El psicólogo no hizo ningún comentario al respecto, sólo se limitó a terminar su discurso, como si nada de lo que se acababa de comentar hubiera sido dicho.
—Así que si en este trabajo queda algo que hacer, es registrar a fondo la casa de ese hombre. Si no, no podemos hacer nada más para descubrir quién se llevó la obra —fueron las últimas palabras del hombre en lo referido al caso policíaco.
Ambos de levantaron de su asiento y salieron de la consulta. En el pasillo esperaba el inspector Juan Balada sentado en una de las sillas que había pegadas a la pared, apoyando la cabeza contra el muro. En cuanto escuchó que la puerta de la consulta se abría, se levantó de un salto y fue a hablar con el psicólogo. Le estrechó la mano y preguntó:
—¿Qué tal?
La respuesta del otro hombre fue:
—Venga conmigo —y directamente le hizo entrar en la consulta, mientras Edu ocupaba la posición que había mantenido durante horas el inspector.
Al cabo de más o menos media hora, salieron los dos hombres, el policía estrechando la mano del psicólogo, y se despidieron. Edu notó algo extraño en la expresión del rostro de Juan Balada. Le pareció verlo ofendido por la explicación del caso. Pero no quiso preguntar nada. En lugar de eso permaneció en silencio durante todo el trayecto desde el centro de salud mental hasta su casa, otrora la de Arnaldo, que ya había sido desalojada y dispuesta para que el muchacho viviera.
Al entrar, notó un escalofrío que le recorría la espalda al experimentar la absoluta soledad dentro de la gran casa. Se fue al patio, donde siempre había ansiado pasar unas buenas horas relajándose, y tomó el teléfono. Marcó el número de una persona a la que le gustaría volver a ver.
—Estefanía —dijo en cuanto hubieron transcurridos unos segundos y tres tonos hubieron resonado desde el altavoz del teléfono—, soy Eduardo.

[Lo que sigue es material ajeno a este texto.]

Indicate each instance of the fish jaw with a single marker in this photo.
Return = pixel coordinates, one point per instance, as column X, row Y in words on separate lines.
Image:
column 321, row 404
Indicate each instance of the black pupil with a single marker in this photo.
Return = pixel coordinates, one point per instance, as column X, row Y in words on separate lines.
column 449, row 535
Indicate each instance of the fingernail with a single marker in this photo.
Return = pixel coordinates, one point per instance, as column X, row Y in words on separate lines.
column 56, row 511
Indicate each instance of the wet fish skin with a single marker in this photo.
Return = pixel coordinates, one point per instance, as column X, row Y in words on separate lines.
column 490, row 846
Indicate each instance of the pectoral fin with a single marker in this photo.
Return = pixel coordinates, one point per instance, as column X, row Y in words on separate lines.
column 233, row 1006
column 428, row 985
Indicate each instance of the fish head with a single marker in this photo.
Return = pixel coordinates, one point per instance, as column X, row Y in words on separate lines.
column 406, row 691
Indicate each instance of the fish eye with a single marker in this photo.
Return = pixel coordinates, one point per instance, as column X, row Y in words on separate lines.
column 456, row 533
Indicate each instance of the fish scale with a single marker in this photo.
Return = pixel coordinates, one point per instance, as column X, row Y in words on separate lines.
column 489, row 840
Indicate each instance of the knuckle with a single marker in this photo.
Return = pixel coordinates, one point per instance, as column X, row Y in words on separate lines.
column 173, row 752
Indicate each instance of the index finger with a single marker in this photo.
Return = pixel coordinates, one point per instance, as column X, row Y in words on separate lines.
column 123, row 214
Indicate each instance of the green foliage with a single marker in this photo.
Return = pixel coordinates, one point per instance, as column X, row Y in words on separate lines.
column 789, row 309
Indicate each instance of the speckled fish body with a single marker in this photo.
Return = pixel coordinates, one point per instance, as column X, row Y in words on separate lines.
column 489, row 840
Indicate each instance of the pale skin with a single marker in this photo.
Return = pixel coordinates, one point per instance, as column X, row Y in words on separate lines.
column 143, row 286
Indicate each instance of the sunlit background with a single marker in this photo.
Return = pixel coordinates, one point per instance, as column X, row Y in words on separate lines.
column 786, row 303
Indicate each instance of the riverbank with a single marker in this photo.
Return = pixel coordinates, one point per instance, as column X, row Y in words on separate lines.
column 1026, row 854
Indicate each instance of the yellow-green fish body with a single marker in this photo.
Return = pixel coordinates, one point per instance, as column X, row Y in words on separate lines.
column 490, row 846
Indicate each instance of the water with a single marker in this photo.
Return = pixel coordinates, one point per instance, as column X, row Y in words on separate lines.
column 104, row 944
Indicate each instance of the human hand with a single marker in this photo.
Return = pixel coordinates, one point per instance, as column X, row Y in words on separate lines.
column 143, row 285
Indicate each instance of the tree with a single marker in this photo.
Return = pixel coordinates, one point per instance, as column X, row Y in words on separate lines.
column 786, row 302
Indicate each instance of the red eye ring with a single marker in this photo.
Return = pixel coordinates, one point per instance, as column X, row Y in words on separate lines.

—¡Edu! —se escuchó al otro lado de la línea, en una voz fina y agradable, placentera a los oídos del muchacho— ¿Dónde te metes? Hace tanto que no vas a clase, que no te veo, que… —se echó a llorar.
—Tranquila. Ya ha pasado todo. Van a coger al culpable. Ya te contaré el resto… —también Edu dejó escapar algunas lágrimas, pero se contuvo para terminar de decirle a su amiga—: Oye, ¿te gustaría venirte a mi casa? No la que conoces, sino otra. Te gustará.
La joven se mostró algo indecisa, pero después de unos segundos de meditación aceptó. Él le indicó la dirección y le dijo cómo llegar en coche, y ambos colgaron el teléfono después de haberse lanzado besos imaginarios de alegría.
Ahora que todo está solucionado, dijo Edu, consciente de que nadie le podía oír, voy a seguir con mi vida. Echaré de menos a mi madre, pero hay que dar un paso adelante.
Y enseguida se despojó de sus zapatos y se tumbó en la cómoda butaca del patio, mientras una suave brisa entraba desde el techo abierto del centro de la estancia y acariciaba sus mejillas.
Tuvo la sensación de que alguien estaba consigo, pero nadie podía haber entrado sin llamar a la puerta.